Single-cell trajectory analysis

The single-cell trajectory analysis was undertaken by the “Monocle” package, and differentially expressed genes of each trajectory with a distinct differentiation were designated as DRGs.

GO and KEGG enrichment analyses

GO and KEGG pathway enrichment analyses of DRGs in the three subsets were conducted by the “clusterProfiler”, “enrichplot”, “org.Hs.eg.db”, and “ggplot2” packages. P < 0.05 was considered statistically significant.

DRG-based molecular subtypes

The ‘ConsensusClusterPlus’ package was used for consensus clustering to quantify the number of unsupervised subtypes. The K-means algorithm and cumulative distribution function (CDF) were utilized to determine the optimal number of subtypes, and 50 iterations with Kmax equal to 9 were considered for stable subtypes.

Survival and differential expression analyses of subtypes using clinicopathological features

The Kaplan–Meier plotter was used to plot the survival curve, and the proportion of clinicopathological features in each molecular subtype was drawn by the “ggplot2” package. P < 0.05 was considered statistically significant.

Analysis of TME, TIICs, and ICGs

The ESTIMATE algorithm was employed to calculate the ratio of immune/stromal component and tumor purity in TME for each molecular subtype. The CIBERSORT algorithm was used to estimate contents of 22 TIICs in each sample.

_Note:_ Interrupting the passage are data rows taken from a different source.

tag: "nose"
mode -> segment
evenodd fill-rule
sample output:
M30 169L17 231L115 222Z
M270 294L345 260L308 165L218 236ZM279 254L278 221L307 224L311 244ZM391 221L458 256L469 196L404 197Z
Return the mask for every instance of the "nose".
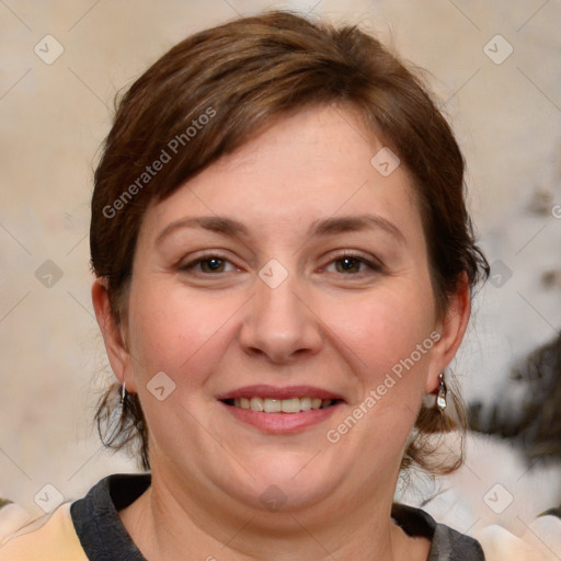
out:
M322 344L321 321L305 294L294 275L275 288L257 278L256 294L248 302L240 332L243 350L276 364L318 353Z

Besides, 39 validated ICGs were summarized and examined by differential expression analysis, and then, the survival analysis was carried out to investigate prognosis.

Construction of WGCNA and correlation analysis

The WGCNA was constructed using the gene expression data. Clinically meaningful modules were identified using Pearson correlation analysis to identify correlations between modules and clinical features, and key modules related to differentiation of ccRCC cells were selected for subsequent analysis.

Generation and validation of the PRS

Herein, 70% of TCGA ccRCC samples were taken as the training set, and the 30% were considered as the validation set for generation and validation of the PRS. The DRGs in key modules of Weighted Gene Correlation Network Analysis (WCGNA) were analyzed by univariate analysis (P < 0.001), and the remaining DRGs were analyzed by multivariate logistic regression analysis to generate a DRG-based PRS. The RS was calculated as follows:

$${\text{Risk}}\;{\text{score}} = \sum {\text{ Cox}}\;{\text{coefficient}}\;{\text{of}}\;{\text{gene}}\;G_{i} \times {\text{expression}}\;{\text{value}}\;{\text{of}}\;{\text{gene}}\;G_{i} .$$

Furthermore, we conducted the Kaplan–Meier analysis, ROC curve analysis, and univariate and multivariate logistic regression analyses to verify the accuracy of the classifier.

Construction and validation of the prognostic nomogram

Prognostic variables were combined into the nomogram to predict 1-, 3-, and 5-year survival. ROC and calibration curves were plotted to evaluate the predictive performance and accuracy of the nomogram.